Etrange inversion des rôles jeudi matin au Palais de justice de Genève. Quinze agents de sécurité publique (ASP), ceux qui d’ordinaire escortent les détenus, surveillent les ambassades ou refoulent les illégaux, ont pris place sur le banc des prévenus du tribunal. Ils contestent des contraventions infligées pour avoir manifesté armés et masqués lors du fameux débrayage du 20 juin 2014. Pour couronner le tout, c’est Me Pierre Bayenet, défenseur bien connu des victimes de violences policières, qui se fait la voix de ces auxiliaires des forces de l’ordre pour demander un acquittement général. Sans succès aucun. 

Le défilé en question s’inscrivait dans un contexte particulièrement tendu. A l’époque, la nouvelle loi sur la police, voulue par le ministre Pierre Maudet, et les incertitudes liées au projet de future grille salariale de la fonction publique poussent des gendarmes mal rasés à patrouiller en jeans et des inspecteurs à travailler en short.

Mauvaise humeur

En écho à cette mauvaise humeur, quelque 80 agents de sécurité publique, qui n’ont pas les même avantages que les policiers, se mobilisent aussi pour réclamer bruyamment un statut plus clair et plus favorable. La manifestation, dûment autorisée et organisée par le syndicat des services publics, arrive sous les fenêtres du Département de la sécurité et de l’économie. Certains des participants portent uniforme, arme et masque médical.

Tollé dans le monde politique. Nombre d’élus demandent des mesures contre ceux qui ont ainsi, disent-ils, déshonoré leur uniforme et leur serment. Des enquêtes disciplinaires sont effectivement lancées contre ces ASP qui sont sanctionnés par Pierre Maudet pour avoir porté atteinte à l’image de leur profession. Les intéressés subissent une réduction de salaire. «Ils n’y a pas eu de recours contre cette décision administrative», précise Christian Dandrès, l’avocat qui a assisté les agents durant la procédure.

Audience assez surréaliste

Dénoncés ensuite au service des contraventions par leur hiérarchie pour avoir violé la loi sur les manifestations – qui interdit de porter une arme ainsi qu’une tenue qui empêche l’identification – quinze d'entre-eux sont condamnés à une amende comprise entre 400 et 600 francs. Ce sont ces ordonnances pénales qui sont contestées devant le Tribunal de police.

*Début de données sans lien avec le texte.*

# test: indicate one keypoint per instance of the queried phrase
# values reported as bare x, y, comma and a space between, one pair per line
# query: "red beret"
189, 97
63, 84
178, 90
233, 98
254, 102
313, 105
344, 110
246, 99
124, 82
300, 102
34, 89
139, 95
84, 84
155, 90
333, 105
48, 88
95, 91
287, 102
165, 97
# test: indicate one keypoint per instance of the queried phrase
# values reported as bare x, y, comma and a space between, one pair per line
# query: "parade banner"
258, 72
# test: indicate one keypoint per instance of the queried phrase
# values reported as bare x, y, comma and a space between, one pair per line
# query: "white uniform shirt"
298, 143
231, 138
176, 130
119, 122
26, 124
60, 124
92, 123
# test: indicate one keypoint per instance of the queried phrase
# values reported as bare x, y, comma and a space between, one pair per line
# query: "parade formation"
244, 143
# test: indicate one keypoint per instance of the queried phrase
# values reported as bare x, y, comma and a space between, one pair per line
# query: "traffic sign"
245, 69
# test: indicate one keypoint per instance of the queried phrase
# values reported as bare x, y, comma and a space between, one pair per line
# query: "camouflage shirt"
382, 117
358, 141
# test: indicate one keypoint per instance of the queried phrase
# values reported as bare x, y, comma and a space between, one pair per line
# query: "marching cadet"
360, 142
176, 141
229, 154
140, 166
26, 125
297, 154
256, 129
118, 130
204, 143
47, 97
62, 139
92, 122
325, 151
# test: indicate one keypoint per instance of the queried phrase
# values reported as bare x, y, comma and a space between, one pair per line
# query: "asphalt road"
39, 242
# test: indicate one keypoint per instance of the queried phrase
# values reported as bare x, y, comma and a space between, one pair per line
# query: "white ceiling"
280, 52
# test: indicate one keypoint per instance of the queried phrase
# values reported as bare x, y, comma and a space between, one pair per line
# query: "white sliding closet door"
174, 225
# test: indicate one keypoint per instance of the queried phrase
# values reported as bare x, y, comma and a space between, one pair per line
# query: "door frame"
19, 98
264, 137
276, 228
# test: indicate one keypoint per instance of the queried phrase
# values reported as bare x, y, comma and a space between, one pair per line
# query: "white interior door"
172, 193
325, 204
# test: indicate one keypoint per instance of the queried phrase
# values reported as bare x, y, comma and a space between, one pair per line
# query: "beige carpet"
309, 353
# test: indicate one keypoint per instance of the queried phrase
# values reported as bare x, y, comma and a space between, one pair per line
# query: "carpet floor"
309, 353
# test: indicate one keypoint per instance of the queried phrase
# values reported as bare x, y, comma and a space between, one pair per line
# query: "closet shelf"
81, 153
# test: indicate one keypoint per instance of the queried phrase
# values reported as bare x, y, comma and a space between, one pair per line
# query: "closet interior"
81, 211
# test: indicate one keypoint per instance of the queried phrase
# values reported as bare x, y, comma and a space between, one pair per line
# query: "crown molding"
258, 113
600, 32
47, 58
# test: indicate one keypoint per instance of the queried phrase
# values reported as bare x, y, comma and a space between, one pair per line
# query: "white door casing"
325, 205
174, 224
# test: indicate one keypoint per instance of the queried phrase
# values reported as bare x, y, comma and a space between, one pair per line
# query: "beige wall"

Audience assez surréaliste, à vrai dire. Ces représentants de l’autorité, que leur avocat dépeint comme imprégnés par le sens du devoir, de l’obéissance et de la hiérarchie, refusent tous (sauf un) de répondre à cette seule question posée par le président Stéphane Zen-Ruffinen. «Avez-vous manifesté armé et masqué?». Face à ce silence, le juge reste serein: «Aucun souci, c’est votre droit de ne pas vous exprimer». Cela ne change de toute manière pas grand-chose puisqu’ils ont tout admis lors des entretiens de service versés au dossier.

Certains collègues avaient gardé leur uniforme, et donc leur arme, car ils étaient en service, radio allumée, disponibles pour intervenir à tout moment

Le seul à parler s’avérera finalement être le délégué syndical de la bande. Interrogé par Me Bayenet, il précise: «Effectivement, certains collègues avaient gardé leur uniforme, et donc leur arme, car ils étaient en service, radio allumée, disponibles pour intervenir à tout moment. Quant au masque d’hygiène, il était lié à une revendication en rapport avec la prime maladie. Ce masque n’a pas été mis durant le cortège mais à la fin, lorsque la presse a pris des photos.»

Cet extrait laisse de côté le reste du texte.